Da mia mamma, una donna di una umanità profonda, straordinaria. Non vorrei fare il tragico ma io ho sempre in mente un momento della mia vita, qua sotto, sul pontesèl che porta alle scale. Il giorno del funerale della mia mamma, avevo quindici anni, adesso esagero ma su quel pontesèl mi sono sentito morire. Mi sono sentito perduto: quella immagine ce l’ho così profonda, dentro. Era lei la mia forza. E la ferita di quel distacco l’ho conservata sempre.

Sulla scelta del seminario la mamma aveva avuto un’influenza?

Non direi, mi sono imposto un po’ io, per quel che si può imporre un undicenne. Lei voleva che studiassi, certo, e il seminario, allora, nei nostri paesi, era una scelta quasi normale per chi aveva voglia di studiare. Io ce l’avevo.

E qual è stato il primo impatto con il mondo, allora sicuramente angusto, del seminario?

Devo dire che non ho avuto problemi di inserimento e di convivenza. Ma senza dubbio la Chiesa di allora, a metà anni Cinquanta, era l’omogeneità più omogenea che si potesse immaginare, non esisteva fantasia, era già tutto preordinato e precomandato. Direi che dominava una staticità pressoché assoluta, anche nella ricerca spirituale. Erano gli anni del conformismo più bieco.

Con l’eccezione forse di don Eugenio Bernardi, suggerisce Zucal.

Sì, in effetti era l’unica voce diversa. Per un periodo fu anche direttore spirituale del Seminario, ma sempre con una sensibilità che lo discostava dalla omogeneità pretesca. Una profondità tutta sua.

La tua ordinazione avviene nel 1965, al culmine del Concilio Vaticano II.

Sì, siamo stati la prima generazione di preti conciliari. Per noi il Vaticano II era il senso del cambiamento epocale, dell’apertura mentale, della ricerca come superamento delle posizioni standardizzate, del coraggio di pensare in modo dinamico. Si andava a sgretolare la compattezza di una Chiesa padrona.

Giovanni XXIII l’avete percepito subito come una grande novità per la Chiesa?

Sì, subito. Mi ricordo un nostro viaggio a Roma, da seminaristi, e io che sfregavo il il mio giornale sulla schiena del papa, per “santificarlo”. E poi anche Paolo VI, la profondità della sua riflessione.

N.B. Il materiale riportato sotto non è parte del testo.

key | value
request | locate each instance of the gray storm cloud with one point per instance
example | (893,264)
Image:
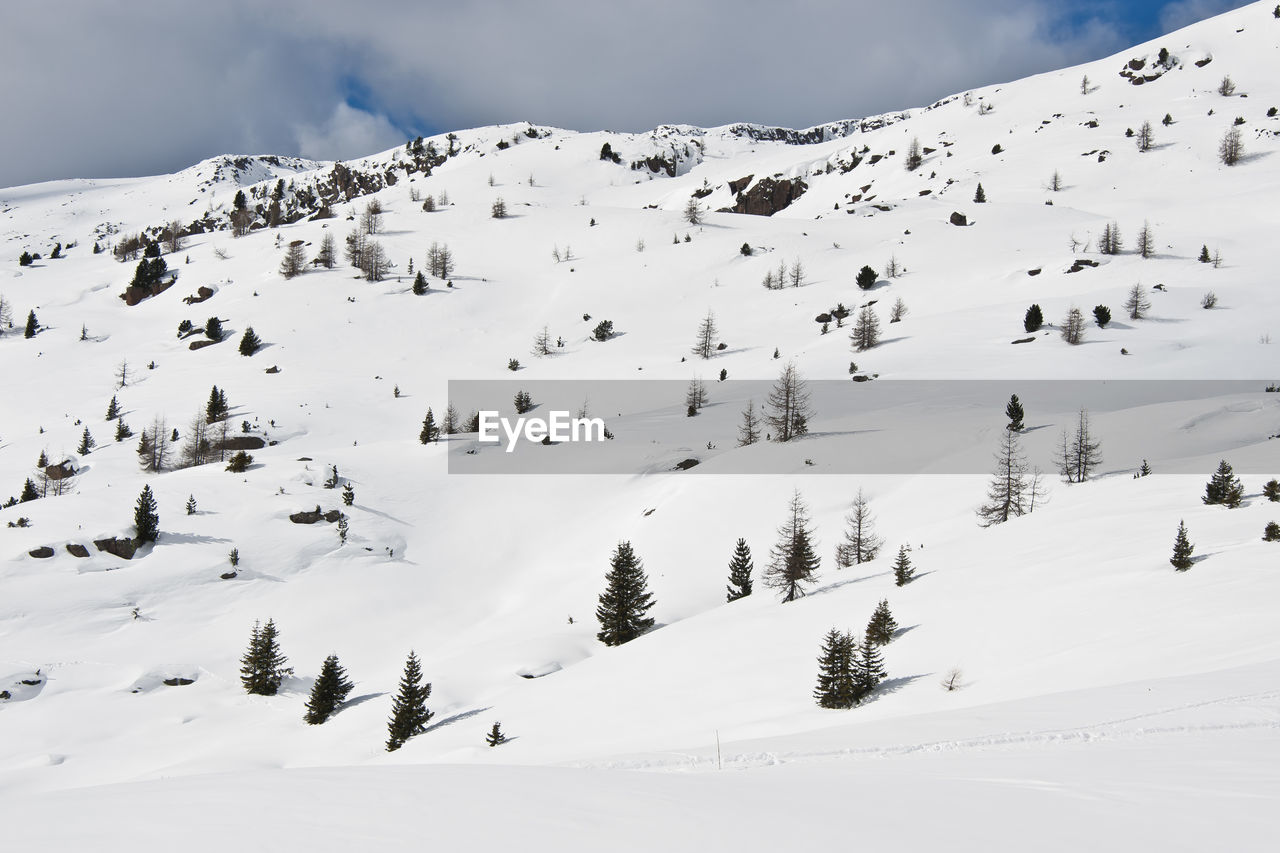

Sono rimaste amicizie profonde di quei tempi?

Sì, certe relazioni umane sono durate a lungo, anche se in seminario bisognava stare attenti a parlare e a praticare legami di amicizia, un termine che era ambivalente e poteva indicare anche rapporti troppo stretti. La paura delle cosiddette amicizie particolari era una cosa folle. Guai a turbare una vita così tranquilla, preordinata, senza sussulti, come quella del seminario maggiore a Trento. Prima del Sessantotto.

Proprio in quegli anni le prime esperienze da prete. Ne conservi un bel ricordo?

Bellissimo ricordo. Da cappellano di Arco, il mio primo intento è stato quello di stare sulla strada e immaginare che cosa pensava la gente che passava di là. Ascoltavo quello che dicevano. E la mia conclusione fu: “no i m’ha ensegnà nient”. Tradotto in altri termini: il mondo era diverso da come ce l’avevano raccontato. E questa scoperta ce l’ho dentro, vivissima: ad Arco, al mio primo incarico da prete, ho sperimentato che ci avevano raccontato un mondo falso, non esistente, fasullo, vuoto (ridacchia) – ma forse esagero, mi faccio più bravo di quel che ero.